As regulators and jittery investors force them to adopt more and more conservative lending standards, lenders are cutting more people out of the housing market. In what would strike most people outside the industry as a return to common sense, lenders now are shunning would-be borrowers who can't make a down payment, prove that they have a reliable income and show a record of reasonably regular bill-paying. They also are turning down refinancing requests from many people trapped by adjustable-rate loans that are proving too expensive after the initial feel-good period of low payments.
"This week is going to be a nightmare," says Melissa Cohn, chief executive of Manhattan Mortgage in New York. Lenders are scaling back so fast that it isn't clear which loans are available or on what terms, and rates are jumping even on large loans, known as jumbos, for prime borrowers.
Here's a short course on why this is bad.
Thanks to Calculated Risk we have a graph of new and existing homes available for sale:
Basically we have a glut of homes on the market and have had a glut of homes on the market for some time.
Starting is say mid-2004 lenders started to get really aggressive in lending to people with bad credit. The basic issue here is lenders had pretty much exhausted the pool of solid credit risk, but lenders still wanted to make money. Hence, the easy liquidity.

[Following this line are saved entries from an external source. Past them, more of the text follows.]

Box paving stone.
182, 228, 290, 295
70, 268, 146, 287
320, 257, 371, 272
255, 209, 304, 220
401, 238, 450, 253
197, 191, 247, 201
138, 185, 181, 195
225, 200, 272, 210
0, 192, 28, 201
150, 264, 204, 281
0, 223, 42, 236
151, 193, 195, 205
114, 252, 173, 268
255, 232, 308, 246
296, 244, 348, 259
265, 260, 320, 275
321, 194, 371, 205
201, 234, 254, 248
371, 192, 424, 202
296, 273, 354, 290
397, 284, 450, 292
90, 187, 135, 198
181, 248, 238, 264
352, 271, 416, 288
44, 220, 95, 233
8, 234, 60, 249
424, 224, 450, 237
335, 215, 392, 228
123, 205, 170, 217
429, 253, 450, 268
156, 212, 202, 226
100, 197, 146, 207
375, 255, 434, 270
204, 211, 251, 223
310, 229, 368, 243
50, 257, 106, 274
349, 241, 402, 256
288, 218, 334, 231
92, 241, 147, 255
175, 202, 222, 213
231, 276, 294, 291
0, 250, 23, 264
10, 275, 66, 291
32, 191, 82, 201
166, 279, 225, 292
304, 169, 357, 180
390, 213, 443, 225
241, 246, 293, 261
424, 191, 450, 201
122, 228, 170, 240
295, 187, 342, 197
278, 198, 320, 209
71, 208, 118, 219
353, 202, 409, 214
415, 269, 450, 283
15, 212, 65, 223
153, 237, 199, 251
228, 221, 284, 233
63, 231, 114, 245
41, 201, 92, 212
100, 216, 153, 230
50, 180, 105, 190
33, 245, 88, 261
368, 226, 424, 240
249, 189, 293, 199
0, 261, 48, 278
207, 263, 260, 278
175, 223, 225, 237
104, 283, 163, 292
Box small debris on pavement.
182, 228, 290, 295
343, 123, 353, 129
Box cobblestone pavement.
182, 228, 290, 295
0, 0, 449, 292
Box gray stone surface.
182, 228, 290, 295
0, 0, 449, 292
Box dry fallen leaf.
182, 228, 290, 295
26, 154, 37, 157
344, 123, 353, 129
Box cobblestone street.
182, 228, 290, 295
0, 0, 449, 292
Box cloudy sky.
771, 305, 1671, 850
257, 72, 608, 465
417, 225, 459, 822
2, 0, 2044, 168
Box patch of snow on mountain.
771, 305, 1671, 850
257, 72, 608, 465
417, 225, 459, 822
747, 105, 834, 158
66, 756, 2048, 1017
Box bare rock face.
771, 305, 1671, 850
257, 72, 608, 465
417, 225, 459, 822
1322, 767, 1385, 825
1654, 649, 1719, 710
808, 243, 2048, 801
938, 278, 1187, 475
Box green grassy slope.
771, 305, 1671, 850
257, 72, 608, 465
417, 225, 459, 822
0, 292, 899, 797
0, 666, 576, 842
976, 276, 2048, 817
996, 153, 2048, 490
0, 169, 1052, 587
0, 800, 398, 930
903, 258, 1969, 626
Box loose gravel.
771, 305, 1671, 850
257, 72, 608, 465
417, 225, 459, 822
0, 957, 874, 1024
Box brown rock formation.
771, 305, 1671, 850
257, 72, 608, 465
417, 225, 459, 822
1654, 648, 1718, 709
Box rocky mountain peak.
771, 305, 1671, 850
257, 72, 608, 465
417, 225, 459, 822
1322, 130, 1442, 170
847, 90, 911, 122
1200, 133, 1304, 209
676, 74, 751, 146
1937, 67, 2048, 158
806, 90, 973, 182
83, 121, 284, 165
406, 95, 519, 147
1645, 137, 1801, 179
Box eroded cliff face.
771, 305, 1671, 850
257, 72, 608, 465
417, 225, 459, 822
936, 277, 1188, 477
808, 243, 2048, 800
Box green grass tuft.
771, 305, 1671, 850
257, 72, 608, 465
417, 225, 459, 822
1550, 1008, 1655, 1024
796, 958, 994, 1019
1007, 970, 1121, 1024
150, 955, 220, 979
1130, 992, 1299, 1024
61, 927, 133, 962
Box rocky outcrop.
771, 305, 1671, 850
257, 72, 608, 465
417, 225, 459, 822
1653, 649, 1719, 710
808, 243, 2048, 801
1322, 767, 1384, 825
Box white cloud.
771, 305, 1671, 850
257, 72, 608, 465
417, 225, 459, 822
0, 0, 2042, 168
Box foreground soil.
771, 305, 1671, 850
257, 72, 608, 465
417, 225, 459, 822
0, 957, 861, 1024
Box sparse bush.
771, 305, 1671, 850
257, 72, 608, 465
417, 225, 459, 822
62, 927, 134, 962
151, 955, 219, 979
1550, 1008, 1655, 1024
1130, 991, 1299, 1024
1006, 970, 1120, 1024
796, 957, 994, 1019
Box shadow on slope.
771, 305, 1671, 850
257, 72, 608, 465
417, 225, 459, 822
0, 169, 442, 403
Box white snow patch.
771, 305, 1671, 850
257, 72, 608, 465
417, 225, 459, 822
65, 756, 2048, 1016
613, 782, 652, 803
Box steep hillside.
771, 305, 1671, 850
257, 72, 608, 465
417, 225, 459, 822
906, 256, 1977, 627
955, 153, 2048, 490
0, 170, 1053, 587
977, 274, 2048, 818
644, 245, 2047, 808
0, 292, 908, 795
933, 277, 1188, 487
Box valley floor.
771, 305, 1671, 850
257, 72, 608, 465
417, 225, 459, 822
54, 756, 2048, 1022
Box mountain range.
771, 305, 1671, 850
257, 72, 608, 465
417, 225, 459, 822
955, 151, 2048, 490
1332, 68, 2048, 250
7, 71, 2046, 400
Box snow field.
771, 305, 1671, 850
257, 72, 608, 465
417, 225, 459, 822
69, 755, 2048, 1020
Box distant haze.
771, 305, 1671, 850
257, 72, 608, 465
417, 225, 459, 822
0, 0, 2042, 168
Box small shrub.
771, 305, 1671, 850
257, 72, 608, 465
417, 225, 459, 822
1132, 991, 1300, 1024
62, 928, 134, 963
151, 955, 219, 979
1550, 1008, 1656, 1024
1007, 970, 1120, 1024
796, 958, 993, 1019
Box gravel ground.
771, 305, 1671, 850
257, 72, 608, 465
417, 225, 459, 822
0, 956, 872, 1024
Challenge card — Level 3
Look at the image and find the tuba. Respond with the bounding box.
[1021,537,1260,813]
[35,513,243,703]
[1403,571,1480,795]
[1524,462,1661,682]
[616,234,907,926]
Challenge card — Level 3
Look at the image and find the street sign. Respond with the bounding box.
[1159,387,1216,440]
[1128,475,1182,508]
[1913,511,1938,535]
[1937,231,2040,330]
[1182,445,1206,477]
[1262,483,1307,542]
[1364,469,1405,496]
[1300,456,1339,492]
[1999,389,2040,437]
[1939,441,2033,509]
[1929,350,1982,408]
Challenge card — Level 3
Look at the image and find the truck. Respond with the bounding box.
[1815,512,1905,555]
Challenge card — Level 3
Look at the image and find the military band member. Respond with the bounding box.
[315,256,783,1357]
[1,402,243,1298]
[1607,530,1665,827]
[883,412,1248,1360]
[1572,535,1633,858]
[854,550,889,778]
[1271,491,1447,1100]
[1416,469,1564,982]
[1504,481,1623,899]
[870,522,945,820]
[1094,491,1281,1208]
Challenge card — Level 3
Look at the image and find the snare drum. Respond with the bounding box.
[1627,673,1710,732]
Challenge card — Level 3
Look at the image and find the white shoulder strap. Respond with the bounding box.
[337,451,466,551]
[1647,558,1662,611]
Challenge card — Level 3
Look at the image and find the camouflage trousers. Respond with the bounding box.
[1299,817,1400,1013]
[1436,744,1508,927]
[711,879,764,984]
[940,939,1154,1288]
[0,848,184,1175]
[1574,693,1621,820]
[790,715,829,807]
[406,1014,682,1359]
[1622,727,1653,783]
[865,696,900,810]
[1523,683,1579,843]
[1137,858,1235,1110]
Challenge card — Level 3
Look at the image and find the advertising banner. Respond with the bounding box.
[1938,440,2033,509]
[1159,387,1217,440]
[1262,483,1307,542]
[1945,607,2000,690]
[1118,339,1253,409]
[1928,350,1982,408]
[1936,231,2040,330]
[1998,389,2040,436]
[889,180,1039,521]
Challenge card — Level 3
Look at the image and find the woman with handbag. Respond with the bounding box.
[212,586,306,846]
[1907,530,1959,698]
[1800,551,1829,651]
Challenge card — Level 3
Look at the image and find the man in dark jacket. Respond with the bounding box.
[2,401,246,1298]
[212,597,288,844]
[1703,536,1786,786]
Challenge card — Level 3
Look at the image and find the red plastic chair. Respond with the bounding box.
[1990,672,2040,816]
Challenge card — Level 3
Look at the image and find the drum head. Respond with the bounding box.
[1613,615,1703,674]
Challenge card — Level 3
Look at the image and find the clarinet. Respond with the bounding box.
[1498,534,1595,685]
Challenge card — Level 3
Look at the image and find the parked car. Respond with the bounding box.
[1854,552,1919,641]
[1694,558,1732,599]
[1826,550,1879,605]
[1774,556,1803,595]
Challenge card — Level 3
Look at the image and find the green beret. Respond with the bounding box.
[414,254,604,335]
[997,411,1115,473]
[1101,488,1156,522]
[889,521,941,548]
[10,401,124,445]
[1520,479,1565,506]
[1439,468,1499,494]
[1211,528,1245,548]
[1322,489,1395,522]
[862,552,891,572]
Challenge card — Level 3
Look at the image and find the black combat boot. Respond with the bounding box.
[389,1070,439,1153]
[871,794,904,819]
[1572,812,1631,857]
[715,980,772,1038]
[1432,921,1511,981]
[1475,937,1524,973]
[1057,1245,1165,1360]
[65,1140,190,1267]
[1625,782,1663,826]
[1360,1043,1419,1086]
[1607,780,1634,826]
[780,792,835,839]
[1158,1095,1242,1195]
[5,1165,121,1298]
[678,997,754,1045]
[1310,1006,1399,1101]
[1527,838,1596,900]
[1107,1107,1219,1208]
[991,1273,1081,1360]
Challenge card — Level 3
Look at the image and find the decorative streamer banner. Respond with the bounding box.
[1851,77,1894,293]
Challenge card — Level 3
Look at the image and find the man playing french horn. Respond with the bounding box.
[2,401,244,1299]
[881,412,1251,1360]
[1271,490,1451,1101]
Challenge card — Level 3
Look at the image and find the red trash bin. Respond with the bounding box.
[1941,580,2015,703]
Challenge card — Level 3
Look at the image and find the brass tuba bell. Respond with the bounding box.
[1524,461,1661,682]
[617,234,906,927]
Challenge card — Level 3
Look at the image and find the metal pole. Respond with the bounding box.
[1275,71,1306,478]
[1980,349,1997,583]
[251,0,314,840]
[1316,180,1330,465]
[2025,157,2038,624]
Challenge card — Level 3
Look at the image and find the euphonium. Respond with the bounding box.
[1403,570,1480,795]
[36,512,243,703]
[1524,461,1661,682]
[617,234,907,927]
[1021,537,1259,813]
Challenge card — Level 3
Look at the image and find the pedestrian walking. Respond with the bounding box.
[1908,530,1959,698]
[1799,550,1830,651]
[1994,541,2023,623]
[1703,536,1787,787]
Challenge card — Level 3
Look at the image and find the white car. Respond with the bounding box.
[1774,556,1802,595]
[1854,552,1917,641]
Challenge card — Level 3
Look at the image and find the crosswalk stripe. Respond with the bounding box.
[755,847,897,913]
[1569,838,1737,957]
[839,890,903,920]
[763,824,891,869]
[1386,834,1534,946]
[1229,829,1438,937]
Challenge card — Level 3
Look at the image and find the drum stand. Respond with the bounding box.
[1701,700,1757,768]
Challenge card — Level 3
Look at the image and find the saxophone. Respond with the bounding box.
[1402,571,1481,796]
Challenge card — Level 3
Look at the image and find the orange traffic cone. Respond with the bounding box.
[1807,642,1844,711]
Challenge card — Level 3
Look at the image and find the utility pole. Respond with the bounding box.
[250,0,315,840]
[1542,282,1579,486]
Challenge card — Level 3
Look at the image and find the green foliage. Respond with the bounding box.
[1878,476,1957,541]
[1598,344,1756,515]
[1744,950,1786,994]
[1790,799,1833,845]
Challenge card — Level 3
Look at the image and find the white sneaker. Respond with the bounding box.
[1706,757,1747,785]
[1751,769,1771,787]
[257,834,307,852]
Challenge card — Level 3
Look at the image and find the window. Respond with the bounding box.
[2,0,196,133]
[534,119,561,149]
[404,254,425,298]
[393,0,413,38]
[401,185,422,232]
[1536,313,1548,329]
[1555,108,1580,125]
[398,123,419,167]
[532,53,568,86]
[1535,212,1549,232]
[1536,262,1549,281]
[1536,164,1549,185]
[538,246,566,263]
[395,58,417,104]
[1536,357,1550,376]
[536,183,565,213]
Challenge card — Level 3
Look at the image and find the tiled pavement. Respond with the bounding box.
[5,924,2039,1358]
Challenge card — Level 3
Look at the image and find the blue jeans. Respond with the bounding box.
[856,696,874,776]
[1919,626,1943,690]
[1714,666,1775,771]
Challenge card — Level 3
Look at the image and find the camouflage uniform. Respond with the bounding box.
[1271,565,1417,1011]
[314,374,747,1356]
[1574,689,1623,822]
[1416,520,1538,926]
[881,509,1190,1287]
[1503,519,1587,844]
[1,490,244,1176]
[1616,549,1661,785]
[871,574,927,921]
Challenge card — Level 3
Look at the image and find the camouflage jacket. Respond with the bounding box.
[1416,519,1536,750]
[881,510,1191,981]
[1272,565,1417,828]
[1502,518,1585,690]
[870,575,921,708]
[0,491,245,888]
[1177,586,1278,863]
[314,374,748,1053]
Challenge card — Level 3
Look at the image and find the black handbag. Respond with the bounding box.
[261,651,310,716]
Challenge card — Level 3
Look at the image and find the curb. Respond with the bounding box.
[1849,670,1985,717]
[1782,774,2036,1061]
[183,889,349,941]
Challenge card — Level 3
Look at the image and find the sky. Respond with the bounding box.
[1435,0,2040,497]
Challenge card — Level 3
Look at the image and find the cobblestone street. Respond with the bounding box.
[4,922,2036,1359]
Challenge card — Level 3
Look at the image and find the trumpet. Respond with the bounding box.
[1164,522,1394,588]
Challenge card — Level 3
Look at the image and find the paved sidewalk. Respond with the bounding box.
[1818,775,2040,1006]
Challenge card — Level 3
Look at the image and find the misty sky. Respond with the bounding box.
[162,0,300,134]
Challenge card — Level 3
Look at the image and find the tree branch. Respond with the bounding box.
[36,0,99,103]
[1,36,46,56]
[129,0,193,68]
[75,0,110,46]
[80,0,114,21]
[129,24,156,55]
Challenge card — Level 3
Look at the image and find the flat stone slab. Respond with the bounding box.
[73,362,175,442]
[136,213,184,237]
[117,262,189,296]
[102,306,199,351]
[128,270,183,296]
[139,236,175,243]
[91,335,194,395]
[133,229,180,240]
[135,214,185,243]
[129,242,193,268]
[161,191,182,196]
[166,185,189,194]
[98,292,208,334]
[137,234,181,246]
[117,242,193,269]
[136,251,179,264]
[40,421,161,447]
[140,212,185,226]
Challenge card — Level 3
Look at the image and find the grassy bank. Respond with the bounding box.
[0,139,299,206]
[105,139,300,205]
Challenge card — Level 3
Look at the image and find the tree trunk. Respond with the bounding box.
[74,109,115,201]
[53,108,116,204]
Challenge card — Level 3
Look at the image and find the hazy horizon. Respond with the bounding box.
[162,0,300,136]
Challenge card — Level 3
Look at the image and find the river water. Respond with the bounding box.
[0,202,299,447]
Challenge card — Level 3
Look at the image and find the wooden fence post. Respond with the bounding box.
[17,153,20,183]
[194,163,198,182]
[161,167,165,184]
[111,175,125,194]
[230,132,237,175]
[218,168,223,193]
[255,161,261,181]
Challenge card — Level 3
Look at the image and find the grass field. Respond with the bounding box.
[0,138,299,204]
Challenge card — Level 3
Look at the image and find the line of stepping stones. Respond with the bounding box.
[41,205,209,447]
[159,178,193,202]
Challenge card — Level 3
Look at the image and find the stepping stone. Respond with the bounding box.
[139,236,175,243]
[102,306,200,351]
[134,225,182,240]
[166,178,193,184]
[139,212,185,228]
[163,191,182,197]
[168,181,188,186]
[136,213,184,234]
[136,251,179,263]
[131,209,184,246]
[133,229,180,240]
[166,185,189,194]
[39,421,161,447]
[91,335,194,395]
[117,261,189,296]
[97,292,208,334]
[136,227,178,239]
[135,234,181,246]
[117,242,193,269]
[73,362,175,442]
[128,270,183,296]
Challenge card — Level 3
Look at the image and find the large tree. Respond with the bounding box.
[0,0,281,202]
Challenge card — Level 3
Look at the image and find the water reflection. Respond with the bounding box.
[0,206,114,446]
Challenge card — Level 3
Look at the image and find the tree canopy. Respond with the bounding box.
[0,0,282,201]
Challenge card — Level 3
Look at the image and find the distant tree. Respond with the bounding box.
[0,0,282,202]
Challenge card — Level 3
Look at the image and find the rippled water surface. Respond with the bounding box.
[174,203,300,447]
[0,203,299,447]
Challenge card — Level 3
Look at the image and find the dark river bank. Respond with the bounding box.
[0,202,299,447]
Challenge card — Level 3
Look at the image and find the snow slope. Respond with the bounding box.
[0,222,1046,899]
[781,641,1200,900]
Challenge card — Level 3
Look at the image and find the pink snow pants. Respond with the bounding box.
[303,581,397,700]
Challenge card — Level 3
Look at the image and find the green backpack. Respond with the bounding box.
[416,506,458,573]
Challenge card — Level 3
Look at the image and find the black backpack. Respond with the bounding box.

Now lenders are returning to "prudent lending standards", basically meaning they are returning to the traditional way to doing business. That means concepts like a track record of paying bills is now important again.
So let's add all of these factors together.
-- Inventory of new and existing homes is incredibly high
-- Lenders are tightening Credit standards
-- The pool of good mortgage risk is small
That means the housing market is going to be facing a terrible remainder of the year.